Our use case is that we have a table in Singlestore, that we want to export to S3 in parquet format so that downline ETL piplines can consume the data from S3 directly.

Here is the create table query which we want to export to S3:

CREATE TABLE `sample_invest` (
  `url` text CHARACTER SET utf8 COLLATE utf8_general_ci DEFAULT NULL,
  `type` varchar(256) CHARACTER SET utf8 COLLATE utf8_general_ci DEFAULT NULL,
  `is_lead` tinyint(1) DEFAULT NULL,
) AUTOSTATS_CARDINALITY_MODE=INCREMENTAL AUTOSTATS_HISTOGRAM_MODE=CREATE AUTOSTATS_SAMPLING=ON SQL_MODE='STRICT_ALL_TABLES'

This is the query that we are using to export table to S3 in parquet format:

SELECT url, type, is_real
FROM sample_invest
INTO S3 'my-s3_path' 
CONFIG '{\"region\": \"us-east-1\", \"multipart_chunk_size_mb\": 5}' 
CREDENTIALS '{\"role_arn\": "my-role"}' 
FORMAT PARQUET;

After running above query the parquet files are avaible in S3. Now we are running a Pyspark job to consume these files. Here is our dataframe which has only 5 records:

In [38]: df=spark.read.parquet('my-s3-path')

In [39]: df.show()
+--------------------+----------+-------+
|                 url|      type|is_real|
+--------------------+----------+-------+
|[68 74 74 70 73 3...|investment|   null|
|[68 74 74 70 73 3...|investment|      1|
|[68 74 74 70 73 3...|investment|   null|
|[68 74 74 70 73 3...|investment|      0|
|[68 74 74 70 73 3...|investment|   null|
+--------------------+----------+-------+

In [42]: df.printSchema()
root
 |-- url: binary (nullable = true)
 |-- type: string (nullable = true)
 |-- is_real: byte (nullable = true)

Now here are the problems that we are facing:

Data type for url should be string but it is binary.
Data type for is_real should be boolean but it is byte.
Can’t perform string comparisons, Check following code snippets

# Not returning anything on string comparison.
In [41]: df.filter('type="investment"').count()
Out[41]: 0

In [43]: df.filter('type!="investment"').count()
Out[43]: 0

nlello · January 5, 2024, 9:43am

Would CAST(url AS VARCHAR(1024)) AS url help resolve the data type for that field ?
Unsure about is_real ( I assume you mean is_lead ? ) but would a CASE returning the string ‘true’ or ‘false’ work ?
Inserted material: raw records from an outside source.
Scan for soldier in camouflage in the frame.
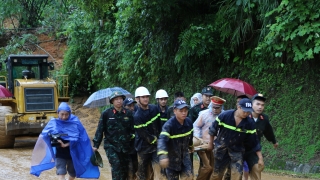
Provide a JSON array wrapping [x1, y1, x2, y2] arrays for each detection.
[[188, 86, 214, 123], [92, 91, 135, 180]]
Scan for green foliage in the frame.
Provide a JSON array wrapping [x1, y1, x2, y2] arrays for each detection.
[[254, 62, 320, 165], [2, 0, 320, 170], [0, 33, 37, 59], [17, 0, 51, 28], [58, 10, 96, 95], [0, 2, 21, 32], [39, 1, 71, 30], [0, 0, 70, 30], [257, 0, 320, 61], [74, 0, 114, 20]]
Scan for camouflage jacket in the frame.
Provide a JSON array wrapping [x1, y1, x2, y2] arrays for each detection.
[[188, 103, 208, 123], [93, 107, 134, 153], [167, 105, 174, 119]]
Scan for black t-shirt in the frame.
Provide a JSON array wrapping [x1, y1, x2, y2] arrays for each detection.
[[55, 139, 71, 159]]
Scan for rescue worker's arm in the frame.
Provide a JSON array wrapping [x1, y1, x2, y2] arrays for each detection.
[[256, 150, 264, 167], [92, 112, 106, 150], [189, 129, 194, 153], [247, 121, 264, 167], [157, 123, 171, 168], [208, 117, 220, 151], [134, 114, 158, 144], [207, 135, 215, 151], [128, 111, 135, 140], [263, 117, 278, 148]]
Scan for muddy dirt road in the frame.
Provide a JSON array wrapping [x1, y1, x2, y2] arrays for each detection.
[[0, 138, 315, 180], [0, 98, 315, 180]]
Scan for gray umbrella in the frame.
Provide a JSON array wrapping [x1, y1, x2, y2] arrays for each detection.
[[83, 87, 133, 108]]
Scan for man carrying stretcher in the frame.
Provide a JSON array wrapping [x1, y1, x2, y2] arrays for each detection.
[[193, 96, 226, 180]]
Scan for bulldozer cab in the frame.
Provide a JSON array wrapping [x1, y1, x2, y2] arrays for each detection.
[[4, 55, 53, 94]]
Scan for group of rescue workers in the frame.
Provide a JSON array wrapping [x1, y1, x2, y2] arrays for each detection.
[[91, 86, 278, 180]]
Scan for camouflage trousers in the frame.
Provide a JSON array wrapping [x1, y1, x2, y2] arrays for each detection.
[[166, 164, 193, 180], [105, 148, 129, 180], [210, 150, 243, 180]]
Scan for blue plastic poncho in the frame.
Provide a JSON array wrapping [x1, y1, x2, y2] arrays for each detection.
[[30, 102, 100, 178]]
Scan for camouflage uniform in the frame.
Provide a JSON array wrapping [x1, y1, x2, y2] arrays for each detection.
[[167, 105, 174, 119], [157, 116, 194, 180], [188, 103, 208, 123], [93, 107, 134, 180]]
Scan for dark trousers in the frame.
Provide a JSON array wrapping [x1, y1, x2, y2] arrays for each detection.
[[106, 148, 129, 180], [166, 163, 193, 180], [190, 153, 194, 174], [136, 151, 165, 180], [128, 153, 138, 180], [211, 150, 243, 180]]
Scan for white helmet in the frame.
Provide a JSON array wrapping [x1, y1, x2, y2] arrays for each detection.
[[155, 89, 169, 99], [135, 86, 151, 97]]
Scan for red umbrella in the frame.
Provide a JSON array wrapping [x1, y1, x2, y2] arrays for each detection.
[[209, 78, 257, 98], [0, 85, 13, 98]]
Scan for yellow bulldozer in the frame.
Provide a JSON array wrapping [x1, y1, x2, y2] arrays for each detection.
[[0, 54, 69, 148]]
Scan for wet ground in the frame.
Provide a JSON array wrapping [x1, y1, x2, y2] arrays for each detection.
[[0, 99, 316, 180], [0, 137, 315, 180]]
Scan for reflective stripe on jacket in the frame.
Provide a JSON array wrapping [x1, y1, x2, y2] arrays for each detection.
[[209, 109, 261, 156], [157, 116, 193, 171], [134, 104, 162, 154]]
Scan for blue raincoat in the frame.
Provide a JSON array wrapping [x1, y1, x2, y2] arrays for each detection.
[[30, 102, 100, 178]]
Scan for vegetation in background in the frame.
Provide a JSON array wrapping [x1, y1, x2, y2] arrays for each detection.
[[1, 0, 320, 170]]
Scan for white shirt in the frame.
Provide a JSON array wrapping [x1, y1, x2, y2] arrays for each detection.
[[193, 109, 220, 142]]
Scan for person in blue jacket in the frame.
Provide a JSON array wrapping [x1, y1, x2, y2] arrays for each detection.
[[207, 98, 263, 180], [30, 102, 100, 179], [157, 99, 194, 180]]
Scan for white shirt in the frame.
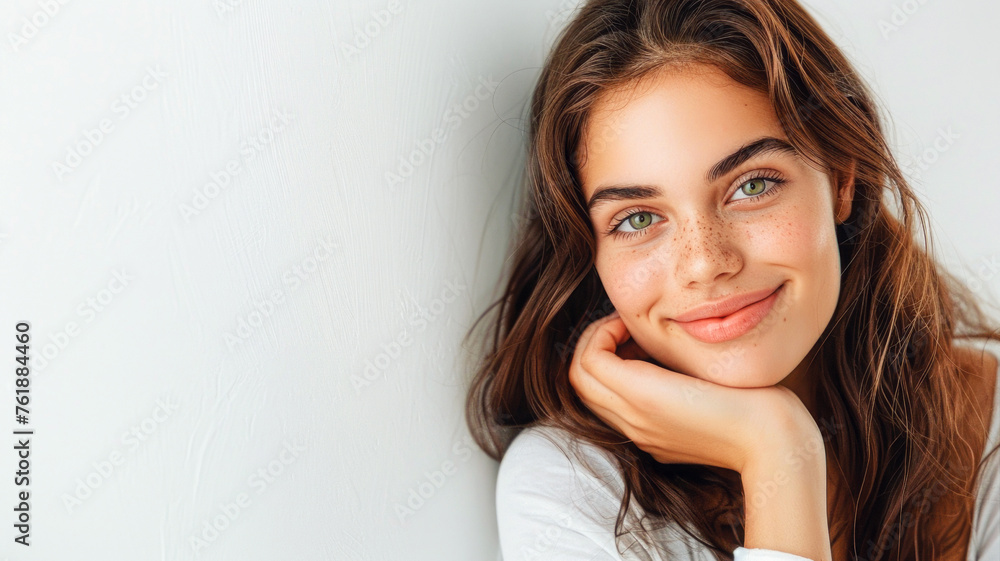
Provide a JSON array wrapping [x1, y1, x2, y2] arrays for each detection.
[[495, 339, 1000, 561]]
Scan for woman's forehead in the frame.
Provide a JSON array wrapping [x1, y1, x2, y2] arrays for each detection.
[[584, 65, 775, 141], [577, 66, 788, 192]]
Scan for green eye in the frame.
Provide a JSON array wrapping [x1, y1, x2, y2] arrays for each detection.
[[627, 212, 653, 230], [741, 178, 767, 196], [732, 176, 785, 202], [611, 210, 663, 239]]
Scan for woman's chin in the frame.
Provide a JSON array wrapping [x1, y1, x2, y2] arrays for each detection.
[[691, 366, 785, 389], [642, 345, 789, 388]]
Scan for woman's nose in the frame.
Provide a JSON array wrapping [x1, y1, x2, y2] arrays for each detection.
[[673, 215, 743, 287]]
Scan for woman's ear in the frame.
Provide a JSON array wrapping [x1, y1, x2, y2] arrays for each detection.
[[834, 161, 856, 224]]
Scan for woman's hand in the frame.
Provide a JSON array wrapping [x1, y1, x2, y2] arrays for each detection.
[[568, 310, 820, 474]]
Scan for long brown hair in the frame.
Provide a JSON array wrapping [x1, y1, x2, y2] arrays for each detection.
[[464, 0, 1000, 559]]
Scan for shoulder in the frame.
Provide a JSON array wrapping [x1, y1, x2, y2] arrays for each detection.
[[952, 340, 999, 434], [495, 424, 702, 560], [501, 424, 615, 467], [956, 340, 999, 388], [494, 425, 628, 558], [497, 424, 623, 504], [954, 340, 1000, 558]]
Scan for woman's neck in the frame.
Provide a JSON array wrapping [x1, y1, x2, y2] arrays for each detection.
[[778, 344, 823, 420]]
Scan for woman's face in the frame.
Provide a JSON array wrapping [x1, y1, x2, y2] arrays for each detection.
[[577, 64, 853, 389]]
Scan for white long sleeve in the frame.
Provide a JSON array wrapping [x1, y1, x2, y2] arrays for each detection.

neelesh.nirmal · January 5, 2024, 1:03pm

@nlello

Yes it will but again the problem is we can’t use those string values for comparison(see the 3rd point).
Yes is_read. Unable to edit the question now.
Yes the option to transform the data as per the need is always available but given such issues, can we rely on the parquet file that will be created?